It's been a good year for Boston franchises. The Red Sox thumped the Yankees, the Patriots are back in the Super Bowl, and cardiology company Boston Scientific (NYSE:BSX) is once again dominating the market for drug-coated stents.

Following a difficult summer that saw product recalls of the Taxus drug-coated stent, Boston Scientific has come roaring back. (The problem was not with the stents themselves, but with the catheter-based delivery systems used to implant them.) Sales in the fourth quarter climbed to $1.6 billion-plus. That's 70% growth over the prior December quarter, and 8% sequential growth.

There's no question about what drove the growth in the fourth quarter, as stent sales were up 374% to $730 million. While Boston Scientific has a wide range of products in markets like electrophysiology, urology, and neurology, the company's fortunes are largely tied at present to the Taxus stent.
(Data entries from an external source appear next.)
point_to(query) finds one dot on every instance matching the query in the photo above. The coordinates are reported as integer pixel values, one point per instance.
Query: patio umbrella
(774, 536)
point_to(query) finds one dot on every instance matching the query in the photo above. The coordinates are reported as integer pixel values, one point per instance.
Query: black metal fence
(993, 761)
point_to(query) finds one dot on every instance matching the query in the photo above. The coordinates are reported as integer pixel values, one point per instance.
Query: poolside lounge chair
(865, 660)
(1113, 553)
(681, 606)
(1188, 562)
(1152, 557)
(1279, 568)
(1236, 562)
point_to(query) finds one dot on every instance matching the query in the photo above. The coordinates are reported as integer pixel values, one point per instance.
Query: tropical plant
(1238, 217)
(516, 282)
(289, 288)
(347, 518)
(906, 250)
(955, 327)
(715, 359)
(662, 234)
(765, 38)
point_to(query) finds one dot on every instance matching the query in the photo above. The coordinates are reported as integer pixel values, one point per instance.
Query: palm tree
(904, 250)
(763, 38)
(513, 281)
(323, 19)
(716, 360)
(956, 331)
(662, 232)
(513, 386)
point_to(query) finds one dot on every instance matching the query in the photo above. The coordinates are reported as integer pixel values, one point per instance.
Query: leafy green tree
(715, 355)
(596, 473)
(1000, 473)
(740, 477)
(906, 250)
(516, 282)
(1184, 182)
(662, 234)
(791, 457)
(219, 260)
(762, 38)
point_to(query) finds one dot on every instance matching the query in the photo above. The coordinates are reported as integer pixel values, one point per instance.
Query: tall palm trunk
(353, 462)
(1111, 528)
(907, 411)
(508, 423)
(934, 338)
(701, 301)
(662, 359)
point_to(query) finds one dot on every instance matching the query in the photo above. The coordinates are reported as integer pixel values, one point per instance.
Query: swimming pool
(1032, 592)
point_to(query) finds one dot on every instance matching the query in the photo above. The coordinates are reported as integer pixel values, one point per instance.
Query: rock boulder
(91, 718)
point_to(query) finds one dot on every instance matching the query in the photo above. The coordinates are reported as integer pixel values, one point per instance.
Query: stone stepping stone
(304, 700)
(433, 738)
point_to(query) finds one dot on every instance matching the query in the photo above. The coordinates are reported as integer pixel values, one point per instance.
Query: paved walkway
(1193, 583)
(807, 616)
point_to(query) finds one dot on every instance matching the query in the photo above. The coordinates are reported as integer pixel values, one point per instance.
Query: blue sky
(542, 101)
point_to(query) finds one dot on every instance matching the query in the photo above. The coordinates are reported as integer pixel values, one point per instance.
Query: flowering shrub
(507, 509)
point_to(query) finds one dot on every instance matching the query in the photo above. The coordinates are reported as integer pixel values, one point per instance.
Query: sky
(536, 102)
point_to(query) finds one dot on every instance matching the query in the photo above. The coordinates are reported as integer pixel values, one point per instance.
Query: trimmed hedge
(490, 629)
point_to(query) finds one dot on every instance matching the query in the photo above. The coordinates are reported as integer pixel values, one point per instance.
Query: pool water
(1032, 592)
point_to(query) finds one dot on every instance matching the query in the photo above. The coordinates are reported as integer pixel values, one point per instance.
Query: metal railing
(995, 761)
Stent sales make up nearly half of all sales, and the growth in the stent business was responsible for nearly 90% of the growth seen in the fourth-quarter results.

Locked in a head-to-head battle with Johnson & Johnson (NYSE:JNJ) and that company's Cypher drug-coated stent, this is a case of David beating up on Goliath. Despite the fact that J&J dwarfs Boston Scientific, the Taxus stent holds roughly two-thirds of the market for drug-coated stents.

Better still, it's a market that is likely to stay just between the two of them for some time. J&J is buying rival stent-maker Guidant (NYSE:GDT) and Boston Scientific -- together with Taxus partner Angiotech Pharmaceuticals (NASDAQ:ANPI) -- is about to launch an aggressive lawsuit against potential rival Conor Medsystms (NASDAQ:CONR) to prevent them from commercializing their own paclitaxel-coated stent. As such, only Medtronic (NYSE:MDT) remains on the horizon and it's not likely to be a force until 2006 at the earliest.

While Boston Scientific won't be able to reproduce this sort of growth indefinitely, the overall market for stents should stay strong for a long time to come. Baby boomers continue to age and the dietary habits of the average American should guarantee an ongoing demand for these life-sparing devices. Ongoing competitive pressure from a combined JNJ-Guidant and an eventual launch from Medtronic will no doubt chip away at that market share, but if the past is any indication, Boston Scientific won't concede a single account without a fight.

Fool contributor Stephen Simpson, CFA, owns shares of J&J, but none of the other companies mentioned.